Meski demikian, cinta kepada Tuhan juga akan melahirkan bentuk kasih sayang
kepada sesama, bahkan kepada seluruh alam semesta. Hal ini bisa dilacak pada
dalil-dalil syara’, baik dalam Alquran maupun hadis yang menunjukkan tentang
persoalan cinta. Sebagian dalil tersebut telah disebutkan pada bagian sebelumnya
dalam makalah ini.
Secara
terminologis, sebagaimana dikatakan al-Ghazali, cinta adalah suatu
kecenderungan terhadap sesuatu yang memberikan manfaat. Apabila kecenderungan
itu mendalam dan menguat, maka ia dinamakan rindu. Sedangkan sebaliknya, benci
adalah kecenderungan untuk menghindari sesuatu yang menyakiti. Apabila
kecenderungan untuk menghindari itu mendalam dan menguat, maka ia dinamakan
dendam.
Menurut Abu
Yazid al-Busthami mengatakan bahwa cinta adalah menganggap sedikit milikmu yang
sedikit dan menganggap banyak milik Dzat yang kau cintai. Sementara Sahl bin
Abdullah al-Tustari menyatakan bahwa cinta adalah melakukan tindak-tanduk ketaatan
dan menghindari tindak-tanduk kedurhakaan.
Bagi al-Junaid, cinta adalah kecenderungan hati. Artinya, kecenderungan hati
seseorang kepada Allah dan segala milik-Nya tanpa rasa beban.
2.
Cinta Sejati
adalah Cinta kepada Allah
Bagi
al-Ghazali, orang yang mencintai selain Allah, tapi cintanya tidak disandarkan
kepada Allah, maka hal itu karena kebodohan dan kepicikan orang tersebut dalam
mengenal Allah.
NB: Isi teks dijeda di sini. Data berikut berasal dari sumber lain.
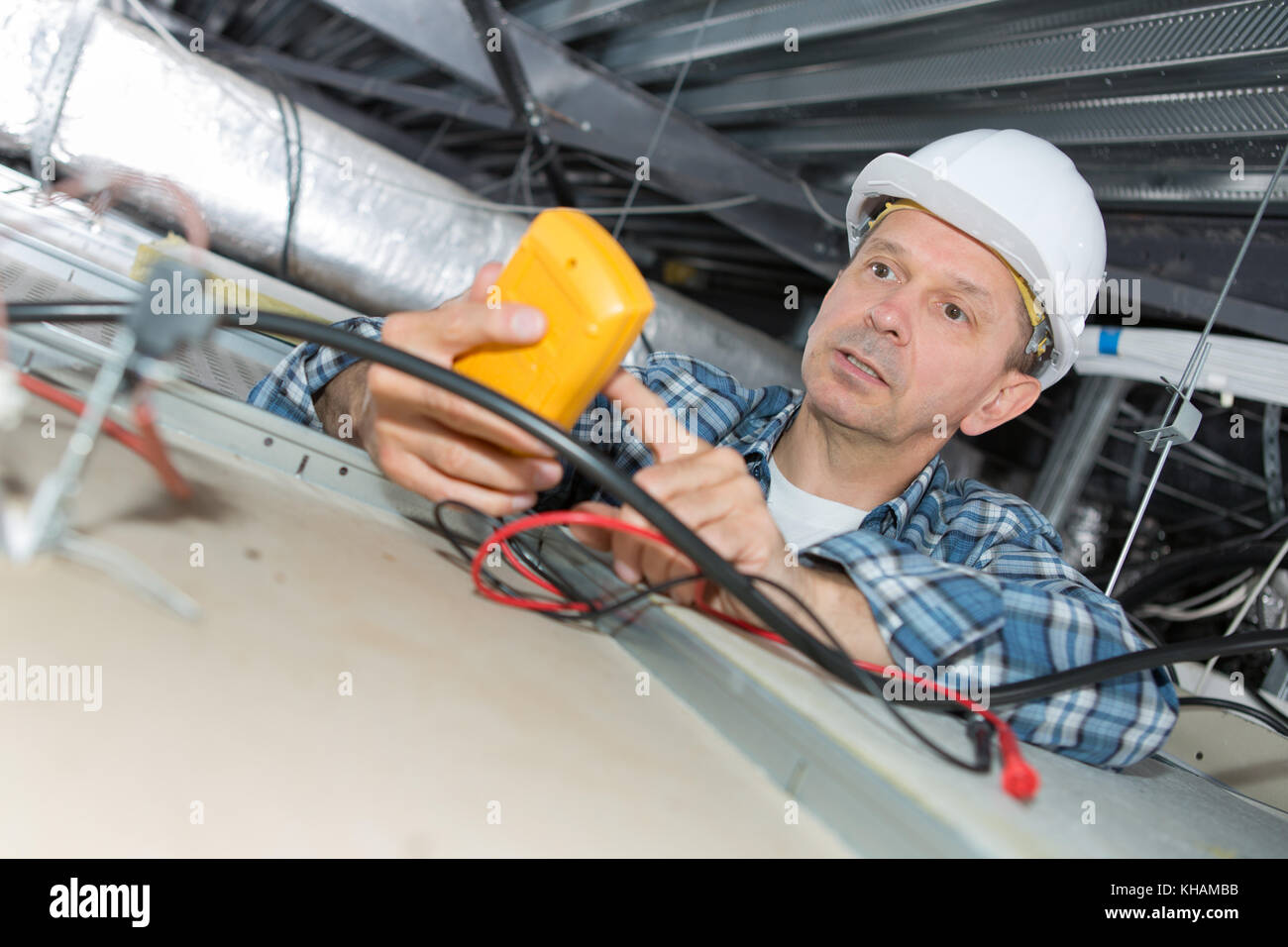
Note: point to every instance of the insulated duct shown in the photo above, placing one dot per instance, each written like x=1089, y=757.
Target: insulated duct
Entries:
x=94, y=91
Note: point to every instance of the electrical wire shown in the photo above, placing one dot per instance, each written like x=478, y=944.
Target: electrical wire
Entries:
x=1019, y=779
x=1252, y=596
x=614, y=482
x=1235, y=707
x=146, y=444
x=666, y=114
x=1179, y=613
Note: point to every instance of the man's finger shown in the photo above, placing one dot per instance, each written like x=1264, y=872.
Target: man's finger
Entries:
x=593, y=536
x=653, y=421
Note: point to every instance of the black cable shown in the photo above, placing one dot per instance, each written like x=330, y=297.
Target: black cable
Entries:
x=1234, y=706
x=617, y=483
x=593, y=609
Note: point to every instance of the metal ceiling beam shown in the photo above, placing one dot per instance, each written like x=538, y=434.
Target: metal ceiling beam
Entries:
x=1237, y=31
x=610, y=116
x=402, y=93
x=765, y=27
x=575, y=20
x=1218, y=114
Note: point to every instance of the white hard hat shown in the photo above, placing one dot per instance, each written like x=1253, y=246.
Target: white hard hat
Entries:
x=1021, y=197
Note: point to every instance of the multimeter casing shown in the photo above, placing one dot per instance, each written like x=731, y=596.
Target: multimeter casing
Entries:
x=595, y=303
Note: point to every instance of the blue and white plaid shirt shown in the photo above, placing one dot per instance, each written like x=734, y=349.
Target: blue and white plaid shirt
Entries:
x=956, y=574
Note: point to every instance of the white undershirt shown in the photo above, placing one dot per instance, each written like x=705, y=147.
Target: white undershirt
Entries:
x=805, y=518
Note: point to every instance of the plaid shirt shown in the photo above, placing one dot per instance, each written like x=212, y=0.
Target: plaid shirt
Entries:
x=957, y=575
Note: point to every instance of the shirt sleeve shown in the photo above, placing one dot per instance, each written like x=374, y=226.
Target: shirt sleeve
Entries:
x=290, y=388
x=1016, y=613
x=600, y=429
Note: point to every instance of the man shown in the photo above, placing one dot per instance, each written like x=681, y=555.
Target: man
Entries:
x=974, y=263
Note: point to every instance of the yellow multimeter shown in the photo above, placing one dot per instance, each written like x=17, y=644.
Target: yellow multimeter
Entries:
x=595, y=304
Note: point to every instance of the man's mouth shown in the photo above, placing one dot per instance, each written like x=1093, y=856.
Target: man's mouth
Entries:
x=862, y=368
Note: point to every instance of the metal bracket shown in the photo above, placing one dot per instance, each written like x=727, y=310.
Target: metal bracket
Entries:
x=56, y=81
x=1181, y=428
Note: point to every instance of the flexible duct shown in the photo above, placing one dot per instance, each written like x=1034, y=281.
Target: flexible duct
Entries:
x=372, y=230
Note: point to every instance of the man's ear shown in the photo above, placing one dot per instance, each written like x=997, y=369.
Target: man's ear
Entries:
x=1016, y=395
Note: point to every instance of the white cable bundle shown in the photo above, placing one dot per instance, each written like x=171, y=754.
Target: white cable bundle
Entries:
x=1245, y=368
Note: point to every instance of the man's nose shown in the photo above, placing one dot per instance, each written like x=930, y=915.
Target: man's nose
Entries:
x=890, y=316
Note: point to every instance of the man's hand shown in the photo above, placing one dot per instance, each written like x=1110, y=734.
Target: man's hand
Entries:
x=433, y=442
x=708, y=489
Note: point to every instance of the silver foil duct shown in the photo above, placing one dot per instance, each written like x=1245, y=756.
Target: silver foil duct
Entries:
x=372, y=230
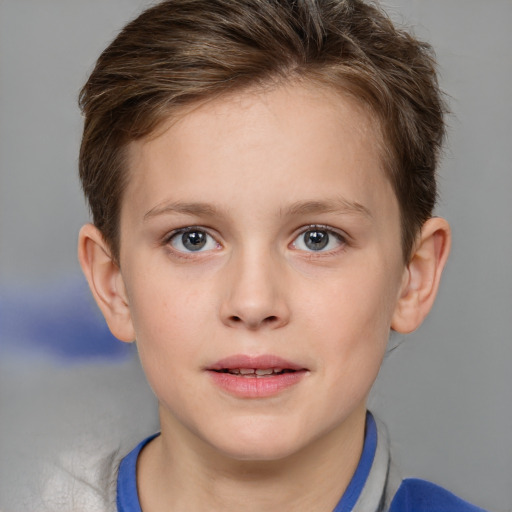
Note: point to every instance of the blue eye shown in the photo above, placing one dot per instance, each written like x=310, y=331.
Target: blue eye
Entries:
x=192, y=240
x=318, y=239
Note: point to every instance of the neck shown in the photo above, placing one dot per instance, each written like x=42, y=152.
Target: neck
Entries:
x=179, y=475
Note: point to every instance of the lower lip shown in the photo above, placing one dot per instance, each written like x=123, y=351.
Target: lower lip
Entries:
x=256, y=387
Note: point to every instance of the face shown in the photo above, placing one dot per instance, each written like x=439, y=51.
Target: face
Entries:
x=261, y=261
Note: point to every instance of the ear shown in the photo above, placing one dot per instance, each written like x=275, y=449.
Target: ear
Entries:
x=422, y=276
x=105, y=281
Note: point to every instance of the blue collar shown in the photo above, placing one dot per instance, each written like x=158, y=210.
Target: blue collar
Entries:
x=128, y=497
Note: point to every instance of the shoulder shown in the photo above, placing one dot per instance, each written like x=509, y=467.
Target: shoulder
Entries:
x=415, y=495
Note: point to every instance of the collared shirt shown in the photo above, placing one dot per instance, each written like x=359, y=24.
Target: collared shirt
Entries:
x=375, y=487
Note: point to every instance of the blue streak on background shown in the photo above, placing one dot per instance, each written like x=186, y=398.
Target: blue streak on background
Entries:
x=59, y=321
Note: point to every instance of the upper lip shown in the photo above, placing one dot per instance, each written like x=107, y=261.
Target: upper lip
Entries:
x=261, y=362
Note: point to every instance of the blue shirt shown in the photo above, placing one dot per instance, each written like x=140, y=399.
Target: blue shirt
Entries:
x=413, y=495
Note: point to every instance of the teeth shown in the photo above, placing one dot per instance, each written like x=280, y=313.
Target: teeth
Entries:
x=251, y=372
x=264, y=372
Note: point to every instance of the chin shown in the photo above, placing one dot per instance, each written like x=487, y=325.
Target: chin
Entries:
x=261, y=445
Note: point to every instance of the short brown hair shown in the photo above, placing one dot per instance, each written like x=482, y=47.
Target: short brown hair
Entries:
x=179, y=52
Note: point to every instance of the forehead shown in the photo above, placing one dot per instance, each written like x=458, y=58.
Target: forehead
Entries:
x=284, y=141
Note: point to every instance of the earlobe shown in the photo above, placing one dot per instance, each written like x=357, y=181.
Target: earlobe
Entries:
x=105, y=281
x=422, y=275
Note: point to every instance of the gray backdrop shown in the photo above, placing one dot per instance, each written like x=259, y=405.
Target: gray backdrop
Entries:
x=445, y=393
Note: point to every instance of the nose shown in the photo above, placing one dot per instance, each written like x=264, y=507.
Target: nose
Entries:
x=255, y=293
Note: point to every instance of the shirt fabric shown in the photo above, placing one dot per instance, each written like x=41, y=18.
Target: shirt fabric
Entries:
x=375, y=487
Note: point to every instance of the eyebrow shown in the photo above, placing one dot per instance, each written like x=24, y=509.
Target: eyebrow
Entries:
x=338, y=205
x=198, y=209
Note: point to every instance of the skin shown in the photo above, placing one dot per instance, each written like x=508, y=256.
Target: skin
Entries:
x=253, y=173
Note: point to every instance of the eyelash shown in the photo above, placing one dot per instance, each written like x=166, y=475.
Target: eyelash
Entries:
x=329, y=231
x=174, y=235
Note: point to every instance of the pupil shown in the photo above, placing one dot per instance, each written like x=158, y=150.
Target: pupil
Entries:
x=316, y=240
x=194, y=240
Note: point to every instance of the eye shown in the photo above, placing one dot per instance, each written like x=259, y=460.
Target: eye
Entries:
x=192, y=240
x=318, y=239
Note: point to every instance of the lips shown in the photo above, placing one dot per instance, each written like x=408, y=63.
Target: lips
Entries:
x=255, y=377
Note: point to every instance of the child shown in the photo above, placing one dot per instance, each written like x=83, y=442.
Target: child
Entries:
x=261, y=175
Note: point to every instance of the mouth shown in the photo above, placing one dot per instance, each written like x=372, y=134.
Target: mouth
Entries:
x=255, y=377
x=255, y=373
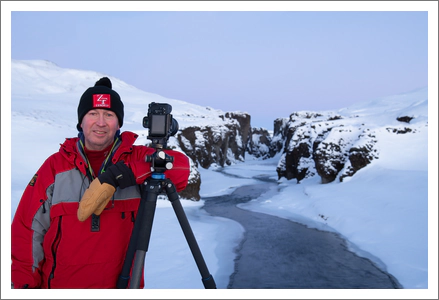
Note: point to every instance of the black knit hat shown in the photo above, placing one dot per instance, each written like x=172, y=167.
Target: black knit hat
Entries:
x=100, y=96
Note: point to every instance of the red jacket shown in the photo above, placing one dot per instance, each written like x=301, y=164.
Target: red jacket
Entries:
x=51, y=248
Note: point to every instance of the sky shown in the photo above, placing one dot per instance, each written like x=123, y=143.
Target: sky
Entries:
x=396, y=226
x=262, y=58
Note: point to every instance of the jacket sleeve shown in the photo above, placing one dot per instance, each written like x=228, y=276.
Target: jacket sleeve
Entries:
x=179, y=174
x=30, y=222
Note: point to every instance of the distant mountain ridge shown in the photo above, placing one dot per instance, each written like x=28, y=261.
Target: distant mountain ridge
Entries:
x=330, y=144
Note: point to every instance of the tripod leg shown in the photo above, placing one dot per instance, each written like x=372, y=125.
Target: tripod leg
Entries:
x=149, y=196
x=206, y=277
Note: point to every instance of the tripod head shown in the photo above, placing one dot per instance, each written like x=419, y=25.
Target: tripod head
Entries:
x=160, y=161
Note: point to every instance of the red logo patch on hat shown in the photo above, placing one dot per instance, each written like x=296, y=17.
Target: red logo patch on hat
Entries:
x=101, y=101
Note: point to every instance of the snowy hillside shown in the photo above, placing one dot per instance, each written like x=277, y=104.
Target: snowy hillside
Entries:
x=383, y=210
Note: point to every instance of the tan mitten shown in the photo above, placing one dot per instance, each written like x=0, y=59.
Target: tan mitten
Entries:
x=95, y=199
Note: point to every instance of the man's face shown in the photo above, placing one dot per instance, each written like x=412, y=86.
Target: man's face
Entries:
x=99, y=127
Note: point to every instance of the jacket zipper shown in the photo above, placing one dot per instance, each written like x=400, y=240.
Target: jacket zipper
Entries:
x=54, y=248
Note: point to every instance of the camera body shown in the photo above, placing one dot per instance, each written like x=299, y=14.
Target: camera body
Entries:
x=160, y=123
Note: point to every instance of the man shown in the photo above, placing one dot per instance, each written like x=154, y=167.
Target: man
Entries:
x=61, y=241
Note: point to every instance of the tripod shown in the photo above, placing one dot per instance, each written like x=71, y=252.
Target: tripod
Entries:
x=139, y=242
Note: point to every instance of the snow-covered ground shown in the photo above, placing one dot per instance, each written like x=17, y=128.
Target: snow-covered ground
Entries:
x=387, y=211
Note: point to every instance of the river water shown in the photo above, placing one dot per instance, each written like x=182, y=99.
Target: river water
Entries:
x=277, y=253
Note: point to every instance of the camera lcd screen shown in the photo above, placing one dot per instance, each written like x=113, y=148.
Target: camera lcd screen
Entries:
x=158, y=125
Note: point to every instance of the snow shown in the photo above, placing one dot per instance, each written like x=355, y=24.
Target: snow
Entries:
x=387, y=211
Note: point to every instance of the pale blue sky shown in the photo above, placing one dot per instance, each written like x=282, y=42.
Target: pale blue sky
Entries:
x=267, y=63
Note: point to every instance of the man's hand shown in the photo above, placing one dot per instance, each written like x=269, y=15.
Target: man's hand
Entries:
x=100, y=191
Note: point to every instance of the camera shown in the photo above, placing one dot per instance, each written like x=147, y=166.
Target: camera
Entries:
x=160, y=123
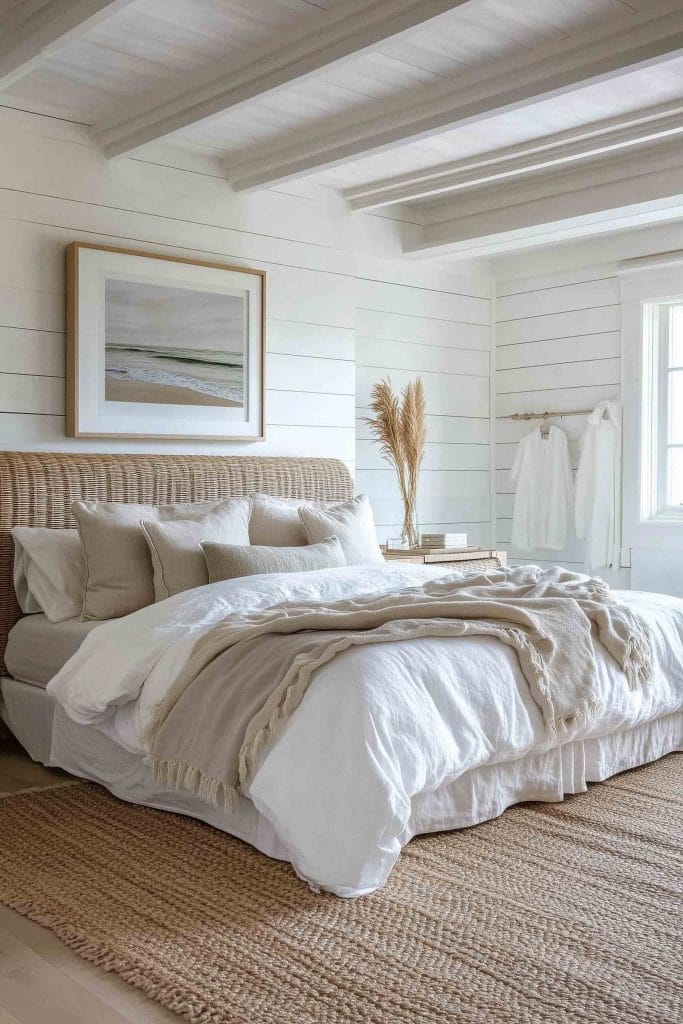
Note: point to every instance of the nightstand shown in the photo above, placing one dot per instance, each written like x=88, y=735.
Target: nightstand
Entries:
x=484, y=559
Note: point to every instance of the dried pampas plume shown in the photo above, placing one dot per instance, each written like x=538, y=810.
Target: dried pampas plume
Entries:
x=398, y=425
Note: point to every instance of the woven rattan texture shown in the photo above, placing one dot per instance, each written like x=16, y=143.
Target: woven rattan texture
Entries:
x=37, y=489
x=553, y=913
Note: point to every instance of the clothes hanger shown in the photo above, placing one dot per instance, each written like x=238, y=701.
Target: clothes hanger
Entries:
x=545, y=428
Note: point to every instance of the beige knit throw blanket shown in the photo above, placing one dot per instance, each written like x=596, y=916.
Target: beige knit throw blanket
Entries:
x=248, y=674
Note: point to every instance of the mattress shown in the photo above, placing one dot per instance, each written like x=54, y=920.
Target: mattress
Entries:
x=38, y=648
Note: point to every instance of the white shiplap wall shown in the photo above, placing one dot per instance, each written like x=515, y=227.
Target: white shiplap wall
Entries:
x=445, y=339
x=558, y=348
x=330, y=273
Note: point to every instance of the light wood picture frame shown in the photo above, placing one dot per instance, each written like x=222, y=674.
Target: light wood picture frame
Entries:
x=163, y=347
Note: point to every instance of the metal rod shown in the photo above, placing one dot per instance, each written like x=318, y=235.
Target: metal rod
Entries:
x=547, y=415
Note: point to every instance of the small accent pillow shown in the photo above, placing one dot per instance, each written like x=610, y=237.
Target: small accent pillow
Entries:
x=352, y=522
x=119, y=574
x=174, y=546
x=274, y=521
x=48, y=571
x=225, y=561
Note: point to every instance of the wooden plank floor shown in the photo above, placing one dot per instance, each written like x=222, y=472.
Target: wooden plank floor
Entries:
x=42, y=981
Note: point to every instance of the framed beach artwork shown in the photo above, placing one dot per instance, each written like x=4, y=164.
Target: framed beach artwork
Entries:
x=159, y=346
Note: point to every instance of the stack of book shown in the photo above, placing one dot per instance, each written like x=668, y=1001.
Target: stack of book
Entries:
x=438, y=542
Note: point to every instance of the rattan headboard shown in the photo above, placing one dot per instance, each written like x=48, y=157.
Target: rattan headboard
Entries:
x=37, y=489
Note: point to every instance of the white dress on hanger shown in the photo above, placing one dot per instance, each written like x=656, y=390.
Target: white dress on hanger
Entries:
x=598, y=512
x=544, y=499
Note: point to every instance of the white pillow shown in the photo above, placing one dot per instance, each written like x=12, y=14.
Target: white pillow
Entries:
x=352, y=522
x=49, y=571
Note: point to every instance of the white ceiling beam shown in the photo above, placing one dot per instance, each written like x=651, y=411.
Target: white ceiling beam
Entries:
x=559, y=69
x=610, y=195
x=292, y=61
x=37, y=31
x=586, y=141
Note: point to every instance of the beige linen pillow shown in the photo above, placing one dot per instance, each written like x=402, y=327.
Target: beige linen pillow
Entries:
x=119, y=576
x=275, y=521
x=226, y=561
x=48, y=571
x=176, y=556
x=352, y=522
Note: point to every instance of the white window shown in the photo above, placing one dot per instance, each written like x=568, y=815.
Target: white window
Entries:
x=662, y=412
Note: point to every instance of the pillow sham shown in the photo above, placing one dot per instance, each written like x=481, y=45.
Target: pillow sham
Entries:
x=274, y=521
x=352, y=522
x=176, y=556
x=225, y=561
x=119, y=573
x=48, y=571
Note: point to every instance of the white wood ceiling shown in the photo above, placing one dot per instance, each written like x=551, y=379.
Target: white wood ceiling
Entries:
x=335, y=72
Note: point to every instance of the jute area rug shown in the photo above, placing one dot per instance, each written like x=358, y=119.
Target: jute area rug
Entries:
x=553, y=913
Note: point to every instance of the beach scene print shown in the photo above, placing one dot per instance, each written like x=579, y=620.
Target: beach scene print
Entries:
x=173, y=345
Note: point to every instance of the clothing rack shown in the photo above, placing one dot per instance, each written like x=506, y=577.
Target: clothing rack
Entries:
x=547, y=416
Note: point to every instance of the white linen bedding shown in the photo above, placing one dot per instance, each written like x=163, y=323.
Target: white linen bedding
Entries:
x=340, y=785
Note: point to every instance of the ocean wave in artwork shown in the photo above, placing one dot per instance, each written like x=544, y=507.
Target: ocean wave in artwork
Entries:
x=177, y=376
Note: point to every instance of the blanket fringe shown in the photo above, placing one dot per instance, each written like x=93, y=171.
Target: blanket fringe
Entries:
x=181, y=775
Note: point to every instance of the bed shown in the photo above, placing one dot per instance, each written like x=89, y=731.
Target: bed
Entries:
x=432, y=734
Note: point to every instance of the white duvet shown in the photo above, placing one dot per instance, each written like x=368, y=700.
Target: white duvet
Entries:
x=339, y=784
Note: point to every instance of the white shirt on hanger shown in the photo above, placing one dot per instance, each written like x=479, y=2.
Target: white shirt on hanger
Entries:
x=544, y=499
x=598, y=512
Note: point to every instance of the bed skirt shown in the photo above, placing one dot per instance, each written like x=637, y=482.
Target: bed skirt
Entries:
x=51, y=737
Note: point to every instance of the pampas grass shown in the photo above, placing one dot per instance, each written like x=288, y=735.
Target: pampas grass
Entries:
x=398, y=425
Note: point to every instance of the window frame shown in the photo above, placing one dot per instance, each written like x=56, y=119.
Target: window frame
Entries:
x=647, y=522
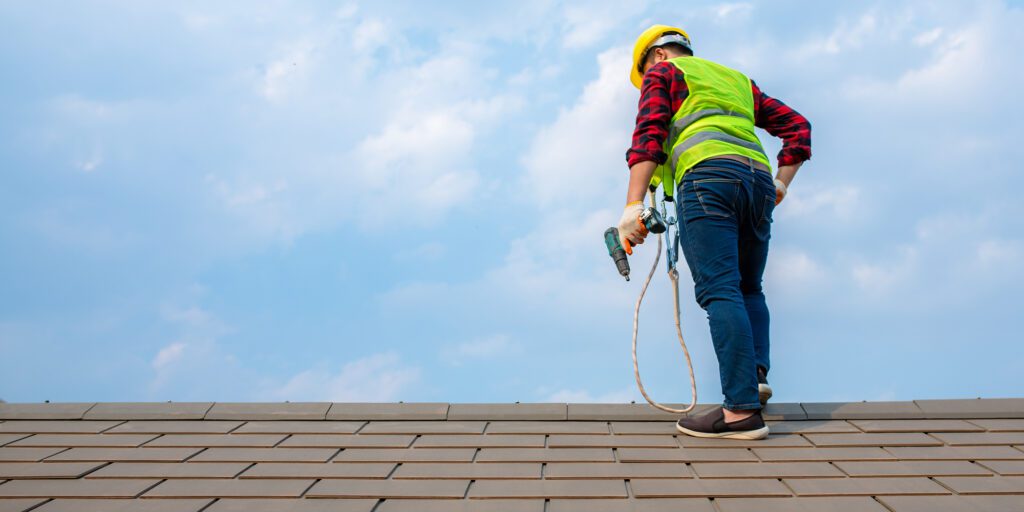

Cinta kepada Rasulullah SAW, misalnya, adalah sesuatu yang
terpuji karena cinta tersebut merupakan manifestasi cinta kepada Allah. Hal itu
karena Rasulullah adalah orang yang dicintai Allah. Dengan demikian, mencintai
orang yang dicintai oleh Allah, berarti juga mencintai Allah itu sendiri.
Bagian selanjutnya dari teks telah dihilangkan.